O actual sistema de votação nas Assembleias Gerais é antiquado, injusto e pouco democrático. Estes são os principais argumentos de quem, como eu, defende alterações neste sistema, uma posição que gera muita controvérsia pelo anti-conservadorismo que encerra (o ser humano é pródigo a resistir a mudanças) e por conseguinte a sua discussão acaba por se tornar estéril e inconsequente, apesar da sua elevada recorrência (a última delas está no tópico Diferenças entre Sócios). Recordo os mais incautos que no centro da polémica está a seguinte frase dos Estatutos do Sporting Clube de Portugal (os actuais): “Por cada decénio de inscrição ininterrupta, os sócios efectivos terão mais três votos, para efeitos de votação nas Assembleias Gerais, de requerimento da sua convocação e de propositura de candidaturas.” (artigo 43, ponto 2 http://www.wikisporting.com/index.php?title=Os_actuais_Estatutos_do_Sporting_Clube_de_Portugal#Cap.C3.ADtulo_III_-_S.C3.93CIOS_DO_CLUBE).
Bom, eu não sou jurista nem percebo muito das raizes históricas do voto proporcional aos anos de filiação, mas não vejo qualquer sentido nesta distinção. Por exemplo, se numa associação entrar um sócio e a mesma passar a ter 100 sócios que pagam todos a mesma quota, então pela minha lógica, esse indivíduo, mediante o pagamento da sua quota parte, representa 1% da associação (assim como qualquer outro sócio representa 1% da associação), como tal o seu voto representa 1%, nem mais nem menos do que qualquer outro sócio da dita cuja. Parece-me justo e saudável, pois confere igual importância a todos os sócios em relacão à associação, uma vez que todos contribuem financeiramente na mesma medida… e assim sendo, por que razão deveriam os direitos de cada um serem diferentes?

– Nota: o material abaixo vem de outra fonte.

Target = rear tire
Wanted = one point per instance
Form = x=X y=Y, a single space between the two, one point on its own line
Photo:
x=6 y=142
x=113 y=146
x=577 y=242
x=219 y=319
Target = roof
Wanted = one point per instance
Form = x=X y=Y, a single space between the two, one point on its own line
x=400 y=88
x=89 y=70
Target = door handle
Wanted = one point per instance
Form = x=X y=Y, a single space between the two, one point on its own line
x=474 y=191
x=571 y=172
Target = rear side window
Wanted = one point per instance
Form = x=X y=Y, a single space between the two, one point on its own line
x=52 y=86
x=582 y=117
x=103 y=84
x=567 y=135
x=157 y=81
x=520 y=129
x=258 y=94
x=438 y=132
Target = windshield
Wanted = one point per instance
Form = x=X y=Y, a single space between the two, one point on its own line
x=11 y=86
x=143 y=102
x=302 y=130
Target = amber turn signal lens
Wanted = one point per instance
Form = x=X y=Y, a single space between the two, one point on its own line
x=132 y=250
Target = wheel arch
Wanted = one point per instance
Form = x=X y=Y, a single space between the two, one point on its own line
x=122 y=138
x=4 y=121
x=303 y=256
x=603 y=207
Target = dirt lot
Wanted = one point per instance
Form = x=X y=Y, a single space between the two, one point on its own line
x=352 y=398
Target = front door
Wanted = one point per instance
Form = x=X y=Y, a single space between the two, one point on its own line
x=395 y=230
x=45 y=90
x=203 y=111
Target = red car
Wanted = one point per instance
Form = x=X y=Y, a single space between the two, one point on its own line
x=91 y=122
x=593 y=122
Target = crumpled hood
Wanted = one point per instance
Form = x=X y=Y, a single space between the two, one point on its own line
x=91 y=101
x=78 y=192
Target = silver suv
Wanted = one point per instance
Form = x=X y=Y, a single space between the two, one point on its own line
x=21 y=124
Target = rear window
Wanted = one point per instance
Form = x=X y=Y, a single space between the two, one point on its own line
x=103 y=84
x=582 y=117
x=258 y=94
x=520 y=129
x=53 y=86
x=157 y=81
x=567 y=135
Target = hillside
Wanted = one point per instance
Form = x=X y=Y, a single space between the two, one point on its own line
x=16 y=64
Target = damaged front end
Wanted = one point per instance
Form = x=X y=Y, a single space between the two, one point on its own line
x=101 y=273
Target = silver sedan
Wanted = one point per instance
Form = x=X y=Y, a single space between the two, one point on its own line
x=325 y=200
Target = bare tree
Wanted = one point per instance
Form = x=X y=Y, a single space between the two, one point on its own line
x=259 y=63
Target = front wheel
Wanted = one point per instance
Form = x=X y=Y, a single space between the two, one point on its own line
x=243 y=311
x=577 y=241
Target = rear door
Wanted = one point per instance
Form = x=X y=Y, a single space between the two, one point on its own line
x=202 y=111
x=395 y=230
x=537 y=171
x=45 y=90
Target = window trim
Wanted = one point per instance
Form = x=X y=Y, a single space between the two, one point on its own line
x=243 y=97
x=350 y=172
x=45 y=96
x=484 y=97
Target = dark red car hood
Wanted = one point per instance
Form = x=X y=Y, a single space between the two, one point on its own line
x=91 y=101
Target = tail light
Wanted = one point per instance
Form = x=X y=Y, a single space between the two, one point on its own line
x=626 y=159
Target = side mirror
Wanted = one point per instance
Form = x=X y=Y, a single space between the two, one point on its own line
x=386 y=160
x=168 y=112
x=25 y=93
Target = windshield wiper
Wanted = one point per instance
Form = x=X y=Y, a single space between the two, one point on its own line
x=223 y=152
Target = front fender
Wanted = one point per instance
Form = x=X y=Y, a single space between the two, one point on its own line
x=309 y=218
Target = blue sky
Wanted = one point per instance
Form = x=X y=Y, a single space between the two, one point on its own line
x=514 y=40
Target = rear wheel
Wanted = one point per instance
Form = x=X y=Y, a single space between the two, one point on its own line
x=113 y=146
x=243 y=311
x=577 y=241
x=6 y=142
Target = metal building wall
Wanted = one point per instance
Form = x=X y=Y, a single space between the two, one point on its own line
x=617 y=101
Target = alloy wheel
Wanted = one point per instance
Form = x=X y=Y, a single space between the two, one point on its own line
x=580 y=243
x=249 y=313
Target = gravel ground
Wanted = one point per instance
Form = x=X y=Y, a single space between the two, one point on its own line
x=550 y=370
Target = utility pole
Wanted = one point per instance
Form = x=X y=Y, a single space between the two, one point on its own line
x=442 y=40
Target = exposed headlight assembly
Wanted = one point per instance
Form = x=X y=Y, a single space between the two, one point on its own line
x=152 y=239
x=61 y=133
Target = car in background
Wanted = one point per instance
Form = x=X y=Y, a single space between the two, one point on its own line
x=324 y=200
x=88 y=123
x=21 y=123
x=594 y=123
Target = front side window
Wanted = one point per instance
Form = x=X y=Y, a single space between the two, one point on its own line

Não é o que se passa no Sporting, aqui os direitos dos sócios (de voto, neste caso) aumentam consoante os anos de filiação na associação. Repare-se que a quota mensal é exactamente a mesma para todos, miúdos e graúdos e portanto num determinado momento a contribuição financeira de todo e qualquer sócio é exactamente a mesma, ie, a representatividade em percentagem para a associação é idêntica para todo e qualquer sócio (efectivo, entenda-se) tal como mostrei no exemplo do parágrafo acima… mas uns têm um voto que pesa mais do que outros, o que é a mesma coisa que dizer que uns são mais tidos em conta que outros, que uns são “mais Sportinguistas” (fazem mais parte do Sporting) que outros.
Quem defende este sistema costuma basear-se nos seguintes argumentos: premiar a preserverança em pagar quotas a fio, ano após ano, dizem uns; enaltecer a vivência e a experiência de quem já atravessou mais anos de Sporting sempre a pagar as quotas, dizem outros. Pergunto eu, desenvolvendo um raciocínio a que já aludi num tópico anteriormente, valerá a pena criar Sportinguistas de primeira, de segunda ou de terceira apenas para “premiar” a temporalidade da filiação? Será benéfico para o clube Sporting que alguns dos seus associados sejam vistos como sócios menores, com menos sentimento e menos “sportinguismo” do que outros, embora carreguem um sentimento idêntico de amor eterno ao clube no coração e contribuam financeiramente de igual forma para a associação? Será que é justo que estes Sportinguistas, que cumprem os seus deveres para com o clube exactamente como todos os outros, tenham menos direitos e por isso menos capacidade de decisão que outros sobre o presente e o futuro do clube?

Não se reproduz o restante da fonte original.